New Type Of Malware Attacks Biotech Companies, Vaccine Manufacturers Must Be Careful

Biotech companies are being targeted by a new type of malware. (photo: pixabay doc)

JAKARTA - A new type of Windows malware that can continuously adapt to avoid detection has been discovered. According to internet security researchers, this malware targets the biotech industry, including the infrastructure behind vaccine manufacturing.

The warning comes from a non-profit organization called BIO-ISAC, which focuses on sharing information to protect the biotech industry from cybersecurity threats.

The threat raises alarm bells because it goes beyond the usual polymorphic malware, which will only rewrite part of its computer code to avoid detection. In contrast, the malware found even goes so far as to completely recompile its code during infection, the first time it connects to the internet.

This “metamorphic” capability prevents malware from leaving a consistent “signature”, making it harder for antivirus programs to recognize them. According to Wired, a security researcher tested the malware nearly 100 times, and “each time the malware built itself up in a different way and communicated differently.”

As a result, BIO-ISAC dubbed the Tardigrade malware, as a “microorganism” that can survive extremely hot and cold conditions, including a vacuum. But unlike the real Tardigrade, this malware can secretly hijack a computer system to steal and modify files. Additionally, it contains the sneaky ability to spread both via phishing emails and USB devices.

BIO-ISAC first discovered the malware last spring when one of its member companies, Biobright, investigated a ransomware attack at a large, unnamed biomanufacturing facility. Security researchers acquired the ransomware along with the program containing the malicious encoding, which turned out to be very complicated.
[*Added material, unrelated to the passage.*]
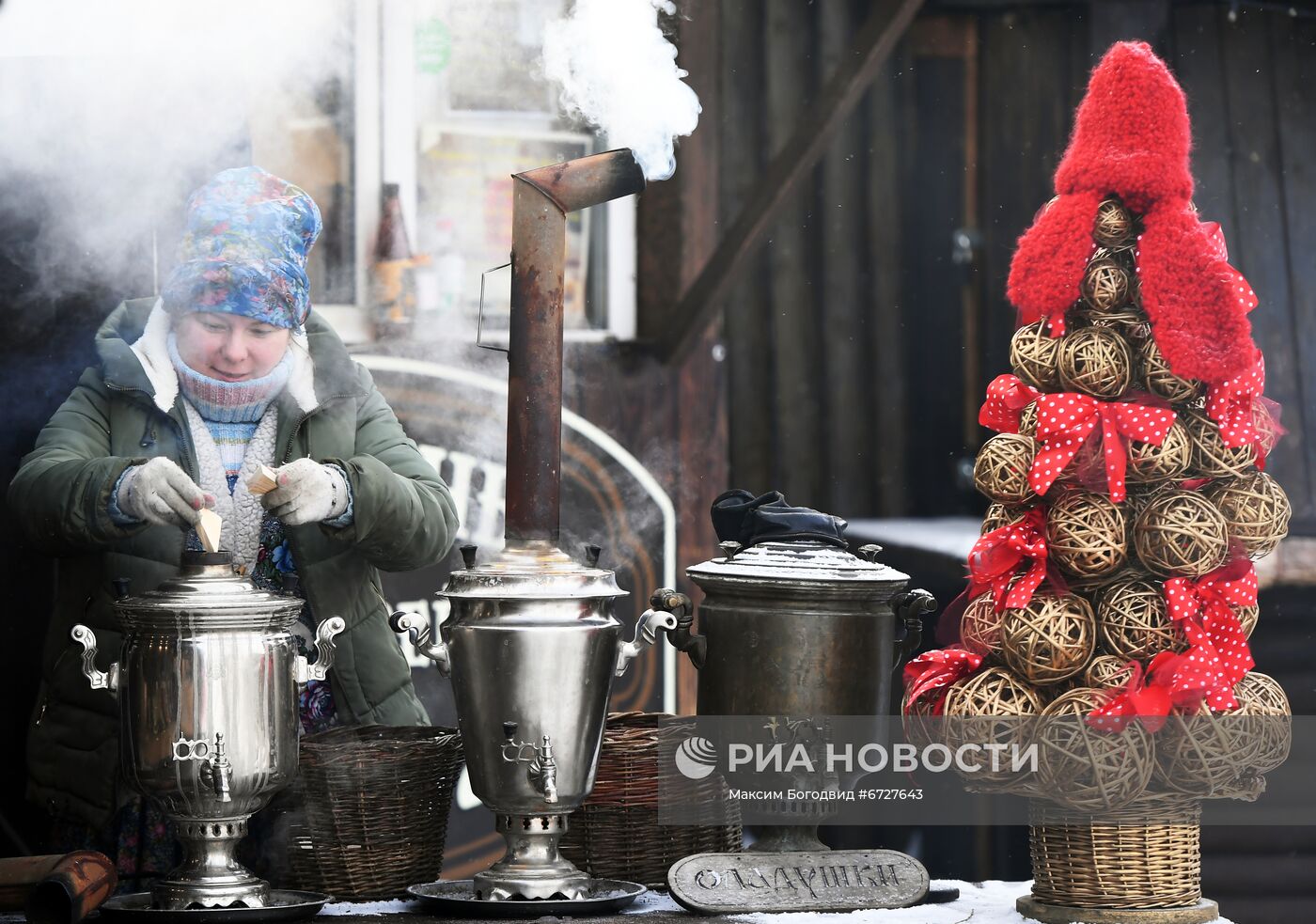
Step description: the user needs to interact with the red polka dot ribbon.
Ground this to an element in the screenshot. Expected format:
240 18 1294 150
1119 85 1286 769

BIO-ISAC has discovered the Tardigrade malware attacking the second facility. This prompted the group to issue a warning Monday, November 22 to the biotech industry, saying it believed Tardigrade was "actively spreading in the bioeconomy."

BIO-ISAC, stopped linking the malware to specific countries, but BIO-ISAC says it likely belongs to advanced persistent threat actors, who can often be state-sponsored hackers.

The Tardigrade malware also shares some similarities with another malicious program known as Smoke Loader, which has been around since at least 2011 as black market malware, according to Malwarebytes.

To detect threats, BIO-ISAC urges potentially targeted companies to use "antiviruses with behavioral analysis capabilities," and also to remain vigilant against phishing email attacks, which can deliver malware payloads.

"Currently, biomanufacturing sites and their partners are encouraged to assume they are targets and take the necessary steps to review their cybersecurity and response posture," the group added.